Closed diegoquintanav closed 2 years ago
This activation function ensures output are constrained to [0, 1]
, and as most activation function, it increases the expressiveness of the network. You should be able to remove it without any problem !
Right, but here is not acting as an activation function, is acting as the final layer that maps the outcome of the last decoder to meaningful values in the context of the problem. What I mean is that using a sigmoid only works if the input target is scaled to 0,1 (by using min-max scaling). Moreover, without scaling, you would be propagating the gradient of a loss that does not make sense, like $L(y{unscaled}, y{\in [0,1]})$.
I hope my understanding is correct :D thanks for replying!
Although the sigmoid is added after the last layer, I believe it still acts as an activation function, I can't see why it couldn't. Here, the dataset is indeed scaled to [0, 1]
, see https://github.com/maxjcohen/transformer/blob/2ebed9c4027199d491288f755a12adba6b42d727/src/dataset.py#L73-L80
What I meant is that since this is not a binary classifier, using a sigmoid, in the end, is not meaningful... and in this case, it happens to work -- the loss is numerically valid and you get real values in the 0,1 range that can be compared to a scaled target that happens to be in the same range. I think this should be more evident when no scaling is applied.
But I may be wrong. That's what I'm trying to figure out :^) thanks again.
@maxjcohen What if the kind of activation on the last layer is made more dynamic i.e. the user can choose what kind of activation he/she wants to use. This will make the Transformer class more dynamic for usage. Also I see in many cases people recommending not to use any activation on the output layer.
Alright, so the reason I added this activation function is because, just as any other activation function, it increases the expressiveness of the network. As @diegoquintanav stated, we are not in the case of a binary classifier, but activation functions are not limited to this use case. As I previously mentioned, removing this layer shouldn't require to much work.

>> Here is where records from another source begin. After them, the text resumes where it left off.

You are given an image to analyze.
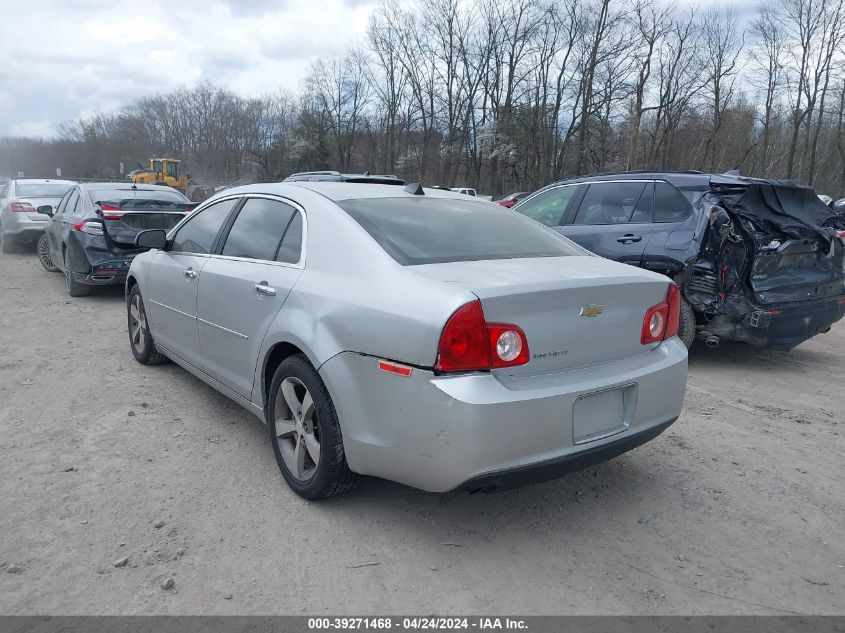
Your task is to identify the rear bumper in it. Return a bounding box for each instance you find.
[707,294,845,351]
[459,418,678,492]
[320,338,687,492]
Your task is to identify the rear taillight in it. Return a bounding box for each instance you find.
[9,202,38,213]
[73,220,103,235]
[640,283,681,345]
[435,301,528,371]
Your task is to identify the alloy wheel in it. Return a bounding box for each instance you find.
[129,294,148,355]
[38,239,58,271]
[274,376,320,481]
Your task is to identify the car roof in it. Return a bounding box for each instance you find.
[554,170,712,189]
[12,178,76,185]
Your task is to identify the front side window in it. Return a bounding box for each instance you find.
[276,212,302,264]
[337,196,586,266]
[222,198,299,261]
[168,198,239,254]
[64,189,79,213]
[514,185,578,226]
[15,182,70,198]
[654,182,692,222]
[574,182,651,224]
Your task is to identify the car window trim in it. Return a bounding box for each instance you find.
[211,193,308,269]
[164,194,243,257]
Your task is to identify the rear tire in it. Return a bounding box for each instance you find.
[38,235,59,273]
[62,251,91,297]
[266,356,358,500]
[0,229,18,253]
[678,297,697,349]
[126,285,167,365]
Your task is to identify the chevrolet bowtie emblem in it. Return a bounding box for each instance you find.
[578,303,604,316]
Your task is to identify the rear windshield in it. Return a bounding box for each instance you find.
[91,187,189,203]
[337,197,586,266]
[15,182,71,198]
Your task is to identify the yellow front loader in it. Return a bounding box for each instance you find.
[127,158,211,202]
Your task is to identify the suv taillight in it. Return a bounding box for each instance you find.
[435,301,528,372]
[9,202,38,213]
[640,283,681,345]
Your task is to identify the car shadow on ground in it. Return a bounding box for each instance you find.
[689,334,838,372]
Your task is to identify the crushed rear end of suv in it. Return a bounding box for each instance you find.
[515,172,845,351]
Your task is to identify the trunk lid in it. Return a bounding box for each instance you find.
[97,199,197,248]
[409,256,669,376]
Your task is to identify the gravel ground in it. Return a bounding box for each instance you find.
[0,247,845,615]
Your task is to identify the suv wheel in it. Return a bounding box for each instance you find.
[266,356,358,499]
[678,297,696,349]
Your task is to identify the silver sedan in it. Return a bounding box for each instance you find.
[126,182,687,499]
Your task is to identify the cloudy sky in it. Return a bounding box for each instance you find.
[0,0,757,137]
[0,0,375,136]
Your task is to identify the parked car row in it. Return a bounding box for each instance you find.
[4,172,845,499]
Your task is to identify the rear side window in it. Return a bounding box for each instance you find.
[654,182,692,222]
[276,212,302,264]
[514,185,578,226]
[169,198,239,254]
[574,182,651,224]
[337,196,586,266]
[15,182,70,198]
[222,198,299,261]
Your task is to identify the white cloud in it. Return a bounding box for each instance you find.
[0,0,376,136]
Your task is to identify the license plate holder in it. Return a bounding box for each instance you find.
[572,384,637,444]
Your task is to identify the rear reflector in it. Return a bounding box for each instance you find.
[9,202,38,213]
[378,360,411,376]
[435,301,529,371]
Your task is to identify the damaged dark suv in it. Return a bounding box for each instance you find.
[514,172,845,350]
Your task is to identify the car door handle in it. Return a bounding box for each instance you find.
[255,281,276,297]
[616,233,643,244]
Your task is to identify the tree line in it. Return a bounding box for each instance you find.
[0,0,845,196]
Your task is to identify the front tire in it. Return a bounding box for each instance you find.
[38,235,59,273]
[678,297,697,349]
[126,285,167,365]
[266,356,358,500]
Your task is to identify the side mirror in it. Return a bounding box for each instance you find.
[135,229,167,248]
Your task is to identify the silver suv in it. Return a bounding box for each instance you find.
[0,178,73,253]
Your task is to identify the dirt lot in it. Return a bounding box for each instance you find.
[0,247,845,614]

If you wish to dynamically allow the user to chose the activation function (or absence of), you are welcome to send a PR, I'll review it right away.
I don't understand why there's a sigmoid in
https://github.com/maxjcohen/transformer/blob/2ebed9c4027199d491288f755a12adba6b42d727/tst/transformer.py#L152
As far as I understand, the sigmoid maps an output to the range [0,1] which is useful in binary classification problems. I don't get how it works here though.